Mastodon 2.5 released - valeg
https://blog.joinmastodon.org/2018/09/mastodon-2.5-released/
======
wdewind
The broad approach to social networking presented by Mastodon and other
federated networks is "spend your time/resources on funding the network
instead of paying someone else much less to do it." It wont "work" for the
same reason everyone doesn't host their own email service. It flies in the
face of a broader cultural movement we have: specialization of labor.

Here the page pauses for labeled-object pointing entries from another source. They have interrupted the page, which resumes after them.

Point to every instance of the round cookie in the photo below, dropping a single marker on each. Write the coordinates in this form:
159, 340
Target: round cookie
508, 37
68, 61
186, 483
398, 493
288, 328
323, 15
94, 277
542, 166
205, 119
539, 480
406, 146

For instance, the solution to content moderation and harassment is:

> “Mastodon comes with effective anti-abuse tools to help protect yourself.
> Thanks to the network’s spread out and independent nature there are more
> moderators who you can approach for personal help, and servers with strict
> codes of conduct.”

The solution can't just be "there are more people moderating," which
translates to: the network is much more expensive to run. But that abstraction
is the solution to everything in a federated system: spread out power so it
isn't corruptible.

As a libertarian this is really attractive to me, but in our current system,
politically, it's completely infeasible and more than that just a little
actively not wanted. People don't want to moderate themselves, they want a
larger power to do it for them. It's why we have representative democracy
instead of direct democracy: people don't want to be involved. Governing is a
pain in the ass.

I can respect that Mastodon is philosophically consistent: if you want to
really control your communications, you need to put in the effort. I hope to
be wrong about this, but people simply to not want to put this much effort
into online communities. If they did we wouldn't have FB, IG and Twitter
already.

Please: CMV.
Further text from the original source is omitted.